Publié le 22 octobre 2018 par Hunterjones
Celui qui va trop vite est impoli.

Traîner de la patte ne fait pas que vous ralentir, cela donne aussi à penser. Avoir ou ne pas avoir le pas, voilà la question. Depuis quelques années, pour cause de vécu, je boîte de plus en plus. Or, le fait d'être lent ne me ralentit aucunement, puisque déjà auparavant j'étais assez tranquille. J'ai mis des années à comprendre le sens des mesures des cadences, et j'avoue ne pas avoir suivi le beat de ma génération, Mauvais danseur, j'ai souvent été de travers sur la piste. J'étais démodé au berceau, déjà. Imaginez le décalage avec le temps présent. Cependant, ne pas suivre la parade a son avantage: on voit mieux le défilé lorsqu'on est pas dedans.

Au royaume des idées, il est recommandé de réfléchir un peu. Penser vite n'est pas un atout quand il s'agit d'exprimer autre chose qu'un réflexe ou une opinion. En ces matières comme en bien d'autres, la vitesse de croisière l'emportera toujours sur la vitesse de pointe. La régularité de la première nous conduit à destination, l'euphorie de la deuxième non seulement nous met à risque, mais nous fait tourner en rond. Modérons nos transports, nos ardeurs, retenons nos attelages, nous ne pouvons rien à la chose, l'espace est d'autant plus vaste que la vitesse n'y existe pas, en tout cas pas vraiment. L'Univers est trop grand pour être seulement pressé. Il est un train de choses et ce train n'est pas un TGV.

L'accélération contemporaine découle de la croissance générale de tout. Plus gros, plus vite que moins, et encore plus qu'avant, toujours battre le chiffre, voilà le hoquet indiscutable du monde actuel. Nous valorisons la rapidité comme nous avons vénéré les dieux, comme nous adorons l'éternelle jeunesse, comme nous prions le temps de de ne plus faire obstacle à notre volonté. Tout doit répondre en une fraction de seconde à notre commande de téléréalité universelle. Ce passage incessant à des vitesses inédites nous conforte dans l'idée simpliste que plus nous allons vite, plus nous sommes civilisés. or rien n'est moins sûr. Nous sommes devenus accros aux contenants, mais rébarbatifs aux contenus. Nous, les adorateurs du veau d'or de nos puissantes technologies, nous surfons à la surface des choses, sans rien savoir de la véritable nature de la vague.
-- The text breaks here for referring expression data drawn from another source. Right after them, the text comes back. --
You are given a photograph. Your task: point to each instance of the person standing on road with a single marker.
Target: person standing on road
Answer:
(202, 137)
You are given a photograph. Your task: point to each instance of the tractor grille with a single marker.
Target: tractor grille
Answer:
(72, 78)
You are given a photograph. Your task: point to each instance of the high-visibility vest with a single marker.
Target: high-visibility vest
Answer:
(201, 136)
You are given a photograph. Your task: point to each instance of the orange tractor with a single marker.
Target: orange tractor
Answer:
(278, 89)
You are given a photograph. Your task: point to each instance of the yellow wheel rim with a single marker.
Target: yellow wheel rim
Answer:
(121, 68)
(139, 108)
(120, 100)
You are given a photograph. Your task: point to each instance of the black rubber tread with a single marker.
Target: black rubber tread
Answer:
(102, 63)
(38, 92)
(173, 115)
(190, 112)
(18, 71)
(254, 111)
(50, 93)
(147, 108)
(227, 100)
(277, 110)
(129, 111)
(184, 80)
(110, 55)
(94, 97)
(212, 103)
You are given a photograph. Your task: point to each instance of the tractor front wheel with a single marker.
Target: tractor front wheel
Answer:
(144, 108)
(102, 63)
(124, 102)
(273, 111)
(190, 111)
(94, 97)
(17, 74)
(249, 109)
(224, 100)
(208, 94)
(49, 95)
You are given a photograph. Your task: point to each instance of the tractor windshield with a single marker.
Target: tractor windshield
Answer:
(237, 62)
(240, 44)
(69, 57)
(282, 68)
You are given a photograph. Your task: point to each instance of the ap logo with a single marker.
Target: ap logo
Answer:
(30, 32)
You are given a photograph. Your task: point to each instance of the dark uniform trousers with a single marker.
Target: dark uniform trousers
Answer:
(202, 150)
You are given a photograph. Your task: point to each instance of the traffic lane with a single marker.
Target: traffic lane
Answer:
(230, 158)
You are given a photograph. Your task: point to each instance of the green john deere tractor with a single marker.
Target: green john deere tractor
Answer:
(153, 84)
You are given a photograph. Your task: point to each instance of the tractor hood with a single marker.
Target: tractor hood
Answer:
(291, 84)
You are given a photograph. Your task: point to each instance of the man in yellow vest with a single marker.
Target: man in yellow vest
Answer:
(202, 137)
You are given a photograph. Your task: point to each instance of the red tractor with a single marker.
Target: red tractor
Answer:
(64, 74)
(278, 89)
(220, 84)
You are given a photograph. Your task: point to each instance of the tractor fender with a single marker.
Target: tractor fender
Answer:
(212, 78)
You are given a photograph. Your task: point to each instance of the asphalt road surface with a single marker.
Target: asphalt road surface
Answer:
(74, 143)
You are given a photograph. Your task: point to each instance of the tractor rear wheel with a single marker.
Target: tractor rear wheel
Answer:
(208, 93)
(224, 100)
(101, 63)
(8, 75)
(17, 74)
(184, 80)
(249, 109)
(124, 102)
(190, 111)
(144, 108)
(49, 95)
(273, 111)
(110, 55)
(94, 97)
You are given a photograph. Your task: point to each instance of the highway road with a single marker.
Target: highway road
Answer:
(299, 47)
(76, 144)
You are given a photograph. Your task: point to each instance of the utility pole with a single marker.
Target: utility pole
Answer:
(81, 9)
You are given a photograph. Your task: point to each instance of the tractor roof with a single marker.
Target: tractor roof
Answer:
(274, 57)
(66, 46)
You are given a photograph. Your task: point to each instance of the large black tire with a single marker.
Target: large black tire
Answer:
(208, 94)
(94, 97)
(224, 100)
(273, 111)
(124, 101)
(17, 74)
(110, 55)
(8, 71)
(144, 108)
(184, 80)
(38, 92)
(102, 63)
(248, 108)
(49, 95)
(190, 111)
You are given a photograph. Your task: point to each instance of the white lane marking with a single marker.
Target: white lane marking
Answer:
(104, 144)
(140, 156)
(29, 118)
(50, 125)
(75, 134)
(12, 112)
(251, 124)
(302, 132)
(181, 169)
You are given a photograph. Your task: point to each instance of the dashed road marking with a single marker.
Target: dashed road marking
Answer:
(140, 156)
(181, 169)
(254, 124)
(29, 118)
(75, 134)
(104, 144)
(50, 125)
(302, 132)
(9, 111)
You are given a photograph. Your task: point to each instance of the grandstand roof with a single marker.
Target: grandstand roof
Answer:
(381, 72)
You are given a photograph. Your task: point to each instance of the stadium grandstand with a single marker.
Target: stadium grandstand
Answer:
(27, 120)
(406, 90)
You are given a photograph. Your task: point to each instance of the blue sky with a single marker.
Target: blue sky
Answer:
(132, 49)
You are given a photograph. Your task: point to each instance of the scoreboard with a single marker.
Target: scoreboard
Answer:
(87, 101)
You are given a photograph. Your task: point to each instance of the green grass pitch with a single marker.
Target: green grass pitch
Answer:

La fameuse proposition "time is money" n'a jamais été démontrée et je crois même qu'il s'agit d'une bêtise sans nom. Toutefois, les temps modernes sont tissés de ces lieux communs qui deviennent des proverbes agressants sortis tout droit des manuels de pop philosophie. Personne ne songerait à mettre en doute les fondements de ces phrases faciles. Le temps, ce n'est surtout pas de l'argent. Le temps c'est de l'espace, et l'espace nous dépasse immensément. Oubliez les piastres,les écus, les dollars et les euros: on ne les emportera pas au paradis. 

(...)

J'imagine qu'il faut choisir son bruit. (...) la rapidité est-elle vraiment une vertu, en tout lieux et circonstances? Il y a certainement beaucoup de sagesse dans la lenteur. il y en a probablement  moins dans l'accélération. La spirale de la crise de nerfs tourne autour d'un grand axe qui tourne d'autant plus vite qu'il vrille dans le vide. Il file, il file, le monde moderne, mais comment lui dire qu'il ne s'en va nulle part? Un show de boucane, vous dirait mon ami camionneur. 

Celui qui va trop vite laisse beaucoup de monde en plan.

Le départ en flèche offense et rabaisse le peloton qui, du meneur, ne voit que le croupion. C'est le syndrome de la F1. Il y a des limites de vitesse qui tiennent au savoir-vivre, à la volonté de vivre et au respect de la vie tout court. À l'inverse des pétarades et hurlements des moteurs de course, il est bon que le souffle s'étire, que le corps s'étale, que l'énergie se dépense à mesure. Car, à la fin, il faut l'admettre: celui qui va trop vite est impoli.

Extrait des PP 101 à 104 de son livre Les Yeux Tristes de Mon Camion.

Voilà quelqu'un pour qui j'aurais voté aux dernières élections.
Au moins comme ministre des transports.
Ou ministre des trains de vie.
Serge Bouchard, mon ministre des trains de vie.